Il est depuis longtemps
admis que la célèbre description de la
camera obscura (chambre noire) que fit Giovanni Battista
della Porta, en 1558, dans son Magiae
naturalis a été
précédée par celle de G. Frisius
en 1545. Cette chambre primitive était, en fait,
une pièce d’habitation, à un mur de laquelle
on avait percé un petit trou, l’équivalent
d’un sténopé actuel; mais très
peu de temps après, en 1550, Jérôme
Cardano y substitua une lentille biconvexe – le
premier objectif – agrémentée en
1568, par Barbaro, d’un diaphragme et, en 1573, par
Danti, d’un miroir redresseur. La destination de la
chambre noire était le dessin; aussi, des modèles
portatifs furent-ils rapidement imaginés, modèles
courants vers le milieu du XVIIe siècle,
notamment ceux du père Athanasius Kircher (1646),
de Sturm (1676), et de J. Zahn (1685), ce dernier
avec une lentille améliorée et un verre
dépoli.

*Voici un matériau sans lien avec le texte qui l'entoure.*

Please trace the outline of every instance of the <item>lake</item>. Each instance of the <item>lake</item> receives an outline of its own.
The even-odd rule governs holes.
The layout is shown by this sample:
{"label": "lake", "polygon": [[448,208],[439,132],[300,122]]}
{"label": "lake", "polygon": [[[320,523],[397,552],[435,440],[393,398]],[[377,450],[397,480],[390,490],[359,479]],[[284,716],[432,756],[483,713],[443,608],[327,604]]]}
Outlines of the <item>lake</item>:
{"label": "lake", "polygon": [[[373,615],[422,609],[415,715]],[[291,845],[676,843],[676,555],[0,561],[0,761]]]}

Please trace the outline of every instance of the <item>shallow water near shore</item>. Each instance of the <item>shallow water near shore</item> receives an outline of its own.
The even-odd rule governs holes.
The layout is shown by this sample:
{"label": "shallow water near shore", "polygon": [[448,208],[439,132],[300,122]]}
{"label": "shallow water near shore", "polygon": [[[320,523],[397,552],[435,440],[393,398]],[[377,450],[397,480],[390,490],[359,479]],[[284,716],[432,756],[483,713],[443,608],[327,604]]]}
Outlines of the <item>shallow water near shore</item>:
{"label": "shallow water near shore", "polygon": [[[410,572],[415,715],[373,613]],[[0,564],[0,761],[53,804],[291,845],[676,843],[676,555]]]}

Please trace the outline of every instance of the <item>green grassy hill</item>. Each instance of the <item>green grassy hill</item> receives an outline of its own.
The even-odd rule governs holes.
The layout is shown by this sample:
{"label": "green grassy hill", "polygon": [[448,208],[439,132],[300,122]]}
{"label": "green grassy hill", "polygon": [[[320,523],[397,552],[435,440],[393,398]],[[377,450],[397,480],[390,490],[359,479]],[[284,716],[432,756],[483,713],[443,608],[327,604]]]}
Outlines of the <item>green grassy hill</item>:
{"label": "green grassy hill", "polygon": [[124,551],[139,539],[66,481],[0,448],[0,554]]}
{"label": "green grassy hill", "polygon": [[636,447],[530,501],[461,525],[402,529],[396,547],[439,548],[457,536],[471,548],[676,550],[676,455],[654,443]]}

Le cours d’optique du professeur Christian
Wolff, publié à Halle en 1707, en décrit
trois, et l’abbé Jean Antoine Nollet, dans ses
Leçons de physique expérimentale , parues en 1743, traite longuement
de ce sujet et des changements de focale. Le modèle
de Guyot (1770), ancêtre de l’épidiascope,
permettait de dessiner à plat. Entre-temps, en
1747, Leonhard Euler avait découvert la correction
chromatique, mais le perfectionnement le plus important
fut le ménisque imaginé par William Hyde
Wollaston en 1812: la netteté était améliorée
par la mise en place d’un diaphragme que Nicéphore
Niépce transforma dix ans plus tard en iris.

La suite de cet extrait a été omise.